Refugees consult GPs for mental disorders to a somewhat higher extent than the rest of the population (Straiton, 2016).
It is currently uncertain whether mental disorders are more prevalent among children and adolescents with immigrant backgrounds than in the rest of the population (Abebe, 2014; Noam, 2014; NOVA, 2015; NIPH, 2008); different studies produce somewhat different results. However, it is estimated that around half of unaccompanied refugee minors have symptoms of post-traumatic stress disorder upon or after arrival in Norway (Jakobsen, 2014; Jensen, 2015).
Physical health
Physical diseases among immigrants, as for the general population, are primarily non-communicable diseases. Certain groups are at particular risk:
- Diabetes is widespread among immigrants from Sri Lanka and Pakistan, with 20–24 per cent of adults aged 30–59 affected, compared to 3–6 per cent in the rest of the population (Jenum, 2012a). Women from countries with a high incidence of diabetes have an especially high risk of developing gestational diabetes (Jenum, 2012b).
- Immigrants from Eastern Europe have a higher risk of developing lung cancer and stomach cancer than the rest of the population (Hjerkind, 2017).
- Cardiovascular disease is more widespread among immigrants from Southern Asia and the Balkans than in the general population (Rabanal, 2013; Rabanal 2015). Around 20–25 per cent of immigrants from Turkey, Iraq and Pakistan are obese. The same applies to Somalian women, according to self-reported figures for height and weight (Statistics Norway, 2017)
- Vitamin D deficiency is widespread among immigrants from countries outside Europe, especially the Middle East, Sub-Saharan Africa and South Asia, where around three in five people have vitamin D deficiency (Eggemoen, 2013).
Some immigrant groups have a higher incidence of certain infectious diseases than the general population, of which the majority are infected in their country of origin. Most of the new annual cases of tuberculosis and hepatitis B occur among immigrants. The same also applies to one half of new HIV cases (NIPH 2016b).
Lifestyle factors
Immigrants in general and the adult children of immigrants from countries outside Europe drink less alcohol than the general population. For example, one in five adolescents in Oslo with an immigrant background had consumed beer in the last month compared to about one half of those without an immigrant background (NOVA, 2012).

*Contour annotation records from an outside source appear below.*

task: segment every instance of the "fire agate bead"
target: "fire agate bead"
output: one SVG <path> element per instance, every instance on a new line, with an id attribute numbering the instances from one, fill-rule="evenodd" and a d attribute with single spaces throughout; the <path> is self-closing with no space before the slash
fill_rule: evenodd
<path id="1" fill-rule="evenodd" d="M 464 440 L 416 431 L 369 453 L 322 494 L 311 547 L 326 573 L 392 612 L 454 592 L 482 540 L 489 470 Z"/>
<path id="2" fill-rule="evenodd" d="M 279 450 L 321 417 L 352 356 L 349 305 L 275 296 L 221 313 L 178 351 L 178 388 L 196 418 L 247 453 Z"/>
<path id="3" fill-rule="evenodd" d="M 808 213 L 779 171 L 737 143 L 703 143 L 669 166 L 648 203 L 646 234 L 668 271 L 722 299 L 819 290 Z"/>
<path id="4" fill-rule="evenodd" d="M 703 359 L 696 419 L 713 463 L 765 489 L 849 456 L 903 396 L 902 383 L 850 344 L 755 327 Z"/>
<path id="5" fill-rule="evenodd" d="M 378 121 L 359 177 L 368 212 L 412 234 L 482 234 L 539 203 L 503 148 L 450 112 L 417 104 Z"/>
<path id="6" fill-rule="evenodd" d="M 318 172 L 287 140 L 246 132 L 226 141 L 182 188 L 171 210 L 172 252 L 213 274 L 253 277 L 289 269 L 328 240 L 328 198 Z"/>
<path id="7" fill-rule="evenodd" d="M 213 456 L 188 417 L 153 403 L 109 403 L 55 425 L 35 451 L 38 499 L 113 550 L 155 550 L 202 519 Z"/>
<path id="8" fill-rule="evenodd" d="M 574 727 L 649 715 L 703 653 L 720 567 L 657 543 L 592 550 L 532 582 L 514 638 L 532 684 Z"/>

In several immigrant groups, there is still a considerable proportion who smoke daily. The average among immigrant men was 36 per cent, compared to 22 per cent among men in the general population, according to figures from Statistic Norway's survey. Around 45 per cent of immigrant men from Poland, Kosovo, Turkey and Vietnam smoked on a daily basis. Among women, the figures are much lower (Statistics Norway, 2017).
Knowledge of immigrant health and use of health services has increased in recent years, but is still lacking.